Should firms wait for the finalisation of the new regime to get on with their implementation plans? No
The direction of travel for the new regime is sufficiently clear to enable firms to execute their planning and preparations for implementation. There is no need to wait for all the final details.
Firms are reminded to allow for flexibility in their plans (incl. contingency plans) where we are still awaiting certainty.
Solvency II is not just about the numbers and firms should be actively considering the implications of Pillars 2 and 3 for their business as they represent significant challenges which will take time to implement.
Is QIS5 worth the effort? Yes
Completing QIS5 can help firms to make the transition towards implementation as it will:
·         give a practical insight into the way the balance sheet is constructed under Solvency II;
·         provide senior management with an opportunity to understand what Solvency II might mean for their business;
·         help firms assess their level of preparedness;
·         inform firms’ contingency planning; and
·         assess the likely impacts on financial resources.

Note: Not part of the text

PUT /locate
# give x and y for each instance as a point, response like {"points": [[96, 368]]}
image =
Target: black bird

·         QIS5 is an impact assessment study and not a stress test.
Will the FSA benchmark internal models against the standard formula? No
Solvency II will require firms to hold capital which is appropriate for the firms’ risk profile to the level of the agreed prudential safety objective. So internally modelled capital requirements might be higher or lower than the standard formula.
The FSA considers benchmarking as a useful tool as part of a larger toolkit of techniques when reviewing the appropriateness of internal models. We recognise that benchmarks on their own are not an effective way to take into account the different risk profiles of firms.

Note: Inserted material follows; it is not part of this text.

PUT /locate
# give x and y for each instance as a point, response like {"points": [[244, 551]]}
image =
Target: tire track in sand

Is the standard formula too complex? It depends.
Depending on the business you write, you might find the formula too complex, or too simple. This is to be expected as the design of the standard formula should ensure that all firms hold sufficient capital to meet the prudential safety objective.
The proportionality principle will allow firms to use a large number of alternative options when calculating their capital requirement as long as these can be justified.
Is Omnibus 2 intended to introduce significant changes to the agreed Solvency II Directive? No
Omnibus 2 is designed to make Solvency II consistent with the new European supervisory architecture for financial supervisors, not to fundamentally review Solvency II.
The detailed level 2 implementing measures are of more significant interest for your implementation plans.
Firms should continue to plan for implementation on 1 November 2012.
Any proposals in the second Omnibus Directive will be subject to agreement by the European Parliament and Council.
What should firms be doing now?
Complete QIS5 on a “for real basis” (not best efforts) to get the most from this exercise. Help us to help you by using the proposed methodologies and providing feedback (e.g. expected profits in future premiums).
Ensure all aspects of the new regime are given equal priority and consider their implications on the way you will need to run your business.
Whatever your plans, start engaging with us as early as possible.
Think about reporting and documentation as Solvency II will require firms to report and disclose more information and more frequently.
Plan and prepare for adjustments and adaptations to be made to your implementation plans, in particular resource allocation and technical upgrades.
What is the FSA is doing?
We are supporting HMT in the negotiations to finalise the level 2 measures; we are actively involved in CEIOPS to deliver a successful practical implementation.
The new rules will bite from day 1; we are preparing ourselves to be ready to supervise firms’ compliance as soon as the new regime comes into force.
We are engaging with European counterparts for the review of European cross border group internal models.
While the regulatory framework will change, our regulatory philosophy will not. As highlighted by Adair Turner in his Mansion House Speech (21 Sept 2010), we are committed to delivering our Business Plan priorities during this transitional time for the organisation.